It is known^21,22,29 that pseudocapacitance involves redox reactions with faradaic charge transfer occurring at the surface and/or in the bulk of the electrode. Here ionic intercalation into LSMO is unlikely as the DEME⁴¹ and TFSI³⁷ ions are nearly twice the size of the LSMO unit cell³⁰. A minor contribution due to oxygen ions migration into LSMO may be attributed to the decomposition of residual traces of water⁴² present in the ionic liquid (see Methods section). This is compatible with the appearance of small irreversible redox peaks on expansion of the potential window up to 3.7 V (see arrows in Fig. 2a). The interpretation that surface pseudocapacitance plays a major role in the electrochemical doping of LSMO is corroborated by a voltage ramp rate study performed at the fixed potential windows of 0.4 and 2.9 V (Fig. 2c). On the one hand, the linear behaviour of the current density indicates the presence of fast surface charging/discharging processes^20,43, resembling the charge-transfer kinetics of a capacitor rather than of an electrochemical cell. On the other hand, the calculated slopes confirm the radical increase in capacitance on expansion of the potential window.

These findings imply that the LSMO/ionic liquid system behaves as an archetypal hybrid SC. A plausible scenario is that the electric field-driven attraction of DEME and TFSI ions to the LSMO surface changes from physisorption to chemisorption when the potential window is increased. Consequently, the charging processes move from electrostatic (electric-double-layer capacitance) to electrochemical (surface redox pseudocapacitance) doping.

The behaviour of C on isothermal increase of the applied voltage was also studied at higher temperatures (see Supplementary Note 4 and Supplementary Fig. 5), where the thermally activated nature of electrochemical reactions¹⁶ precipitated the occurrence of pseudocapacitance. A maximum value of C≈180 μF cm⁻² was achieved at around 320 K under the application of 1.8 V, leading to a surface charge density of ΔQ≈200 μC cm⁻².

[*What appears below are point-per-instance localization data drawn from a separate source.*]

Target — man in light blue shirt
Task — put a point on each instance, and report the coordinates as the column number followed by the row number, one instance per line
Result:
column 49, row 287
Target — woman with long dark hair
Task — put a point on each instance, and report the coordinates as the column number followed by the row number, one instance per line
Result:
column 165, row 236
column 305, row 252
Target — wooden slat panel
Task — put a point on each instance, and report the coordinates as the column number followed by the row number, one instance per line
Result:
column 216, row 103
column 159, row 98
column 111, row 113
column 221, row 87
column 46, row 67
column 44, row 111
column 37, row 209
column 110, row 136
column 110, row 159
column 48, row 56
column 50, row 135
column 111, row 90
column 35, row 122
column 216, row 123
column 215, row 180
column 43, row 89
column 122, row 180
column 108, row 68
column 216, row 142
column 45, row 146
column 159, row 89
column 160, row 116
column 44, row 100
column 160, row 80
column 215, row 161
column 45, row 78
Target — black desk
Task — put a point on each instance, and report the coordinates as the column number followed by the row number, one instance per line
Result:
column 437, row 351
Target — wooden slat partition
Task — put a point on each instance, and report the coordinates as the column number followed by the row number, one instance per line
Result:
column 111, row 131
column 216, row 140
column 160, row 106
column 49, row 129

Electric field control of magnetism

In the following, the extensive and flexible control of the LSMO magnetic properties by means of both electrostatic and pseudocapacitive charging will be described.

A magnetic field-cooled measurement performed before in situ tuning experiments (Fig. 3a) revealed a Curie temperature of T_C≈323 K. Afterwards, the effect of a nearly constant surface charge modulation ΔQ≈4 μC cm⁻² on the LSMO magnetic response was investigated from above T_C down to 220 K. The peak-to-peak variation in magnetization was defined as , that is, the difference between the maximum magnetization in hole accumulation and depletion states.

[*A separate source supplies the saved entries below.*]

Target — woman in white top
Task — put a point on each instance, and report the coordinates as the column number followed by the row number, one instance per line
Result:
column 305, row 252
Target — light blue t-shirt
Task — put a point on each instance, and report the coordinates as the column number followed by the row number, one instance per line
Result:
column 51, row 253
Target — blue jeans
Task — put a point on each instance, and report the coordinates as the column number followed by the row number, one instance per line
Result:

Figure 3: Temperature-dependence study on constant surface charge modulation ΔQ≈4 μC cm⁻².

(a) Magnetic field-cooled curve performed before in situ tuning revealing a T_C≈323 K. (b,c) Response of the magnetic modulation normalized per LSMO surface unit cell (b) and with respect to the volume magnetization (c). A crossover temperature T_cross≈258 K separates in-phase (white area) and anti-phase (grey area) magnetic responses with respect to the surface charge modulation. (d–f) Time-resolved magnetic response at T_C (d), T_cross (e) and 220 K (f). Each time step in d–f on the abscissa corresponds to 500 s.

Figure 3b represents the behaviour of ΔM_σ, determined by normalizing ΔM with respect to the LSMO surface unit cell area (u.c.²). The definition accounts for the interfacial nature of the tuning effect by assuming in first approximation a Thomas-Fermi screening length^7,9 for the electric field of ∼0.2–0.4 nm. The trend of ΔM/M that gives the overall tuning effect compared to the untuned LSMO magnetization is depicted in Fig. 3c.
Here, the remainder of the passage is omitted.